Here are some ideas on the situation:
1. The family needs to come together and make a plan. I like that you have given your sister limits and consequences to here actions: I will call the police if this continues; I will call the ambulance if you harm yourself. These are perfect examples of giving her clear expectations and consequences when she doesn't comply with the expectations. Have your parents been able to give her the same consequences for her actions? If not, then I would suggest that you talk with your parents about coming up with a plan to address her behaviors with specific consequences for those behaviors. If your parents don't feel comfortable doing this, then it might be worth their time to see a counselor who can help them with the guilt that currently keeps them from giving consequences for the behavior.
2. Remove yourself from the situation. You have done this, based on your statements in your posts. Continue to do this by removing yourself from the room that she is dysregulating.
3. Continue to keep your life as normal as possible. Friends, boyfriend, work, etc. Don't change your routine to accommodate your sister's behavior.
I think the one thing that I would definitely suggest is family counseling. If your sister is not willing to participate, that is okay.
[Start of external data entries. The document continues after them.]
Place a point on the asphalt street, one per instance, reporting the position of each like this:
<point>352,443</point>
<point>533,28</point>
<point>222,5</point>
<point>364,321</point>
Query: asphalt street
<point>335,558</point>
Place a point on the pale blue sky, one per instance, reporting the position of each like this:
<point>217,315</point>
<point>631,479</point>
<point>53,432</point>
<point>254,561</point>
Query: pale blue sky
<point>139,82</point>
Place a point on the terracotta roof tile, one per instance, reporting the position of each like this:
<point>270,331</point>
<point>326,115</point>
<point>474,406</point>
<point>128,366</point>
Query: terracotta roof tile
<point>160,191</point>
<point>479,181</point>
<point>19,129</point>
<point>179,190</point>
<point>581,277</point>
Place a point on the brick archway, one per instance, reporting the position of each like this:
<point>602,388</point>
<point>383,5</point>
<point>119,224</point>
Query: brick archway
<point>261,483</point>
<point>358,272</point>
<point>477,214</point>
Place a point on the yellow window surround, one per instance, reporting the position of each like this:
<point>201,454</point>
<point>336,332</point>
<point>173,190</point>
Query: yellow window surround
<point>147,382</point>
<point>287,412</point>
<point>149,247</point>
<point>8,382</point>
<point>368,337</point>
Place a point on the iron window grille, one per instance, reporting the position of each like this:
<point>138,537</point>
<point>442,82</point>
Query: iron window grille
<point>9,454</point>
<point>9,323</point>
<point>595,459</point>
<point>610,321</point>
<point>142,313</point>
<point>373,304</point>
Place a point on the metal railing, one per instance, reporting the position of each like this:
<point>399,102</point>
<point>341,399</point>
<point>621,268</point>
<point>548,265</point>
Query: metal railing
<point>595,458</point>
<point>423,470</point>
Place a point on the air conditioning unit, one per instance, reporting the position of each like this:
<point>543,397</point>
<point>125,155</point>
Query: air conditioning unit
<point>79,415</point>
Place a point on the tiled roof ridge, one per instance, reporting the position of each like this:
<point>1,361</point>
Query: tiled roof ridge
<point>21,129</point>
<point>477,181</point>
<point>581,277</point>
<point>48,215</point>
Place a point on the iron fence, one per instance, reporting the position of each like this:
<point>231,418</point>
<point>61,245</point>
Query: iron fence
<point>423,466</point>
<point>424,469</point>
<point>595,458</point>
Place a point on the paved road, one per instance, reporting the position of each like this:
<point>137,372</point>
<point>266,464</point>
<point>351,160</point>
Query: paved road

It is important that you and your parents learn the skills needed to deal with your sister. Even if you do move out, which at some point, this is only natural, these skills will benefit you in the future.
Excerpt
I feel like I’m just dumping a lot because this is the first time I feel like I can and it just helps knowing that there is a place where I can do that.
Yes! This is place where you can vent and be heard! We are all glad that you are here and happy to help in any way we can.